The distance between any two nodes were taken as the number of edges separating them.
The clustering was performed using Hierarchical clustering (Johnson, S.C. 1967, Psychometrika 2:241-254). In this method one starts
out with as many clusters as datapoints. The clustering proceeds by repeatedly merging the two 'closest' clusters until all the
distances between clusters are larger than some cutoff. Our cutoff was set to two links in order to ensure our clusters consists
of members which are highly similar to each other.
To decide which GSAS cut-off to use we performed the clustering for several different
values and looked for the value which maximizes the number of clusters with 3 or more members.
For this we also looked at which overlap cut-off to use, where overlap is defined as the number of aligned residues divided by the length of the shortest protein.
| GSAS | Overlap (%) | N_3 |
| 1.0 | 80 | 677 |
| 1.0 | 85 | 655 |
| 1.0 | 90 | 627 |
| 1.0 | 95 | 598 |
| 1.5 | 80 | 920 |
| 1.5 | 85 | 868 |
| 1.5 | 90 | 826 |
| 1.5 | 95 | 775 |
| 2.0 | 80 | 1060 |
| 2.0 | 85 | 1002 |
| 2.0 | 90 | 976 |
| 2.0 | 95 | 901 |
| 2.5 | 80 | 1134 |
| 2.5 | 85 | 1090 |
| 2.5 | 90 | 1059 |
| 2.5 | 95 | 962 |
| 3.0 | 80 | 1164 |
| 3.0 | 85 | 1137 |
| 3.0 | 90 | 1095 |
| 3.0 | 95 | 1005 |
Hence we decided to only use alignments with GSAS<3.0 and Overlap > 80%.
Multiple Structural Alignments
For each cluster containing 3 or more members we used the pairwise alignments to calculate a Multiple Structural Alignment (MSTA).
This was done using a method called RESOLVER which implements the integer linear programming
formulation of the maximum weight trace problem by Reinert et al.

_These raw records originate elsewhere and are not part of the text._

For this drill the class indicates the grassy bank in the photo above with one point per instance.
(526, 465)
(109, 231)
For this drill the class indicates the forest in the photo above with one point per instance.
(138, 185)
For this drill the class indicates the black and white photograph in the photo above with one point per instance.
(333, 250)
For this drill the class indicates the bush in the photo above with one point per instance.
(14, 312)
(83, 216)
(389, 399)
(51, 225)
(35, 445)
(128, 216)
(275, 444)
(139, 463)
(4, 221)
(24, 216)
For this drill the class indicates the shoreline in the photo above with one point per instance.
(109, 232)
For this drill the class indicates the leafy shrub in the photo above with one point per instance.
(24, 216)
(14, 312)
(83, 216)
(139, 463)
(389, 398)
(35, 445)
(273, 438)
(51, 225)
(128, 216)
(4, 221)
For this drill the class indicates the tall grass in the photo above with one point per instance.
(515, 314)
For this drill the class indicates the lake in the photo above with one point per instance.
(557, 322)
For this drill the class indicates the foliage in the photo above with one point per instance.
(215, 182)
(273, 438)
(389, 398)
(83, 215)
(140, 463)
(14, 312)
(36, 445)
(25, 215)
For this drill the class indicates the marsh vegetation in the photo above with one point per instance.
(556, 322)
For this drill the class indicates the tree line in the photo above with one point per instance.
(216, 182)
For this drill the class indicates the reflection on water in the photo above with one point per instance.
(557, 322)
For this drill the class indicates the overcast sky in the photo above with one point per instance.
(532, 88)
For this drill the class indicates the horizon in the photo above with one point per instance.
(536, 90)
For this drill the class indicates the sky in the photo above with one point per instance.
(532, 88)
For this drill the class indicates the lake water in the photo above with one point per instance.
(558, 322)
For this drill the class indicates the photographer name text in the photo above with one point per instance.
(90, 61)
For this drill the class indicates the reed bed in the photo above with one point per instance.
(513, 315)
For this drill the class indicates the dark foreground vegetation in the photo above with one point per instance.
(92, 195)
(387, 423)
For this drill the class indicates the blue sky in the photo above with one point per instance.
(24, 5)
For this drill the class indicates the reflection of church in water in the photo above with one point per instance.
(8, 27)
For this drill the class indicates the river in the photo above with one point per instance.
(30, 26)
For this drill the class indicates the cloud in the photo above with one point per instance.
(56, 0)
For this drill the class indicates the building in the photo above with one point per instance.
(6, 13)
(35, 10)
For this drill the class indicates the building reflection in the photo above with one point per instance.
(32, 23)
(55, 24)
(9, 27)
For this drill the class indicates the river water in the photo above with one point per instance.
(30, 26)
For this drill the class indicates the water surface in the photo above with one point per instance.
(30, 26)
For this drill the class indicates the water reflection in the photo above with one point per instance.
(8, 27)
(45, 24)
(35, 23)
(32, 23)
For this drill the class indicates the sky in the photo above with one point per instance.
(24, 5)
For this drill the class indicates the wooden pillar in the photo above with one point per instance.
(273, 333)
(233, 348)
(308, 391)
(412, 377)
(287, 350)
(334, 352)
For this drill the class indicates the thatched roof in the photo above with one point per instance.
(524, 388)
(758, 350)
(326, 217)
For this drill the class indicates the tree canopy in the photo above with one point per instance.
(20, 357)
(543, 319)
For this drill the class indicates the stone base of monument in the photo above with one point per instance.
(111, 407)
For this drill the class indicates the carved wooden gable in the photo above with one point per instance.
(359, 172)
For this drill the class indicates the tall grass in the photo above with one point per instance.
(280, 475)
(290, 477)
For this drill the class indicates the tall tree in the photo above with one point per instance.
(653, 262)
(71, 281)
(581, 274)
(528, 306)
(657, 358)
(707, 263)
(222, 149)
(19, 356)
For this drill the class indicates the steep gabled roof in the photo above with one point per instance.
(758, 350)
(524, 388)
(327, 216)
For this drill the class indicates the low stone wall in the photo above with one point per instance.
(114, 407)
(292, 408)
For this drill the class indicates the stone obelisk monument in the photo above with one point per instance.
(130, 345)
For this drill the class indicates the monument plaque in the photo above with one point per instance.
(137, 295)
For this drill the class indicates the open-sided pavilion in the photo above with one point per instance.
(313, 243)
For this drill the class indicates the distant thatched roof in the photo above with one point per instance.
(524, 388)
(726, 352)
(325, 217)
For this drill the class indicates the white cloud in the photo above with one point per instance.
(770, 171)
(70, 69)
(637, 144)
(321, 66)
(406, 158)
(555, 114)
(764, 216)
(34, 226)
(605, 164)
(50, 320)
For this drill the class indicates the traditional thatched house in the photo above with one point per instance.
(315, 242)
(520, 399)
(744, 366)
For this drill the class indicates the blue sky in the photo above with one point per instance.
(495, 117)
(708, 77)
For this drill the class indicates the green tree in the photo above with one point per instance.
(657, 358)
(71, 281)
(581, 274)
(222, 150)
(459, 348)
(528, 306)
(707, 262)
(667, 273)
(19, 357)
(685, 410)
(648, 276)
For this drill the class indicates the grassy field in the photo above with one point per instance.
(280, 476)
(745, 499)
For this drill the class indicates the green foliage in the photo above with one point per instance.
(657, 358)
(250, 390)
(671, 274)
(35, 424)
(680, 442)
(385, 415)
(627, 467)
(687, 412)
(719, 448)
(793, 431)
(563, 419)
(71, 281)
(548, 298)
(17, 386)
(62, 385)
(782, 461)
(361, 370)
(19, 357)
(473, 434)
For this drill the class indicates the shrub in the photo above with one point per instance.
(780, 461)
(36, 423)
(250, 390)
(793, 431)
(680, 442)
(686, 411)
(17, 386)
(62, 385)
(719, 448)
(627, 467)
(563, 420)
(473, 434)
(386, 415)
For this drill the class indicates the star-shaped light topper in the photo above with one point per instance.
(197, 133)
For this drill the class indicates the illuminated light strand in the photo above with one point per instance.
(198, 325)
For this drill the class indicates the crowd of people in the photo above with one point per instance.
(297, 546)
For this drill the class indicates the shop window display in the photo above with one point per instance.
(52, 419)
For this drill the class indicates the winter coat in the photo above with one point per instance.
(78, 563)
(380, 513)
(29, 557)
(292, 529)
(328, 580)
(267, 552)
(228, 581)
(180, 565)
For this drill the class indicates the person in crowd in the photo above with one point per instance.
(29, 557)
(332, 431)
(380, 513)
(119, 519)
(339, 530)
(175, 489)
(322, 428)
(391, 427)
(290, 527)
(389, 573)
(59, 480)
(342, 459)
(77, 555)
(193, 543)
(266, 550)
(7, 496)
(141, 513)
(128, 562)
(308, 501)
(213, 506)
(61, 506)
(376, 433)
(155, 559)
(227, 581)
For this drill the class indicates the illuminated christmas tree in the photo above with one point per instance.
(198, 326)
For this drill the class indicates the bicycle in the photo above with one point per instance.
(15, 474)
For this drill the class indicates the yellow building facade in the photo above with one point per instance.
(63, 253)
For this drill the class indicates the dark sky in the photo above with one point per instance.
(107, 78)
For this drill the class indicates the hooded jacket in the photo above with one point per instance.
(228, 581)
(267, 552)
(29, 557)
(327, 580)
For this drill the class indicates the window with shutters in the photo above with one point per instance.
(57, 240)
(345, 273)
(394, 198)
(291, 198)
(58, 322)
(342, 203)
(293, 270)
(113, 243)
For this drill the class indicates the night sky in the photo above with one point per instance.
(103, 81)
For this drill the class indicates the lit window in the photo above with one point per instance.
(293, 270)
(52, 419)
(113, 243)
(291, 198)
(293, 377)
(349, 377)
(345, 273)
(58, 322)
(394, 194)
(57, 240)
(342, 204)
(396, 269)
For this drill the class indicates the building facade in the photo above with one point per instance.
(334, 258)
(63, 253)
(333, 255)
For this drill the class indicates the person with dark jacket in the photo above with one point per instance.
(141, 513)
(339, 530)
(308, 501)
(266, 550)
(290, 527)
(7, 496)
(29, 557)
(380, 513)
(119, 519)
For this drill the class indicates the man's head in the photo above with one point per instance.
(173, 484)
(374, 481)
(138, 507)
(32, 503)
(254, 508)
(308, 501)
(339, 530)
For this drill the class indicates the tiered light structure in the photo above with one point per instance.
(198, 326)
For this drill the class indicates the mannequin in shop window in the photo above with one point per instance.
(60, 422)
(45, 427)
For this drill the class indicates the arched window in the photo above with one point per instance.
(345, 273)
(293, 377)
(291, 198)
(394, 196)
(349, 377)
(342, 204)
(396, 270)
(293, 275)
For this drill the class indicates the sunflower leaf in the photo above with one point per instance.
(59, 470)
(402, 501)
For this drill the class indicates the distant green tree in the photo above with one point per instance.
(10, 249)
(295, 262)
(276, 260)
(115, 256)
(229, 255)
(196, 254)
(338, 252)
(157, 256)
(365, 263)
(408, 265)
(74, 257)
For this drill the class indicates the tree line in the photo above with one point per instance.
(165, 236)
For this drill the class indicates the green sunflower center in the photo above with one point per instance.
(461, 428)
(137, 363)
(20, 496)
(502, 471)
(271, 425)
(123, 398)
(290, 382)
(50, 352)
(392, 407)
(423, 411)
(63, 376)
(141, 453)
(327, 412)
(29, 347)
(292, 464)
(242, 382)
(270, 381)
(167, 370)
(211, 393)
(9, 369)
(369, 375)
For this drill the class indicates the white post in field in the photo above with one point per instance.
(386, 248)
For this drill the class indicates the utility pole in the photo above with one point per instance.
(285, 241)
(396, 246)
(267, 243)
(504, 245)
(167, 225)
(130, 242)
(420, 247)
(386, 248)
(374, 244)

(Reinert, K., Lenhof, H.-P., Mutzel, P., Mehlhorn, K. and Kececioglu, J. 1997. In Proceedings of the First
Annual International Conference on Computational Molecular Biology (RECOMB-97). ACM Press, New York, pp 241-249.). The main idea behind RESOLVER is that all the information
needed for the MSTA is contained in the pairwise alignments. However, these alignments, in general, contains ordering conflicts which have to
be resolved in order to construct a consistent MSTA. RESOLVER views this as an optimization problem where one wants to remove as few residue equivalences as possible
such that the ordering conflicts disappear. For some clusters RESOLVER failed to produce a MSTA as these clusters contained too many members. These
clusters were subdivided by using a more stringent GSAS-cutoff and reclustering these clusters. The GSAS cutoff was lowered until the resulting subclusters
had a size which could be handled by RESOLVER. In the datafiles these subclusters are denoted X.X, i.e. the subclusters of cluster 5 are called 5.0, 5.1, ....
In the alignments upper case letters indicates aligned residues and lower case unaligned. This notation is introduced
for cosmetic reasons: if we would show the gaps explicitly the alignments would be very long. The secondary structure
assignments were obtained using STRIDE. '*' indicates positions were STRIDE fail to assign a secondary structure. Furthermore, some domains do not have any secondaru structure assignments at all. These are domains were the pdb-file do not contain eniugh information for STRIDE to make the assignments.
Interactive Map of Protein Structure Space
The layout for the interactive map was constructed using the LGL (Large Graph Layout) software.
LGL was fed with the set of edges corresponding to all alignments with GSAS<5.0 and the GSAS-values of the alignments were used as weights when generating the layout.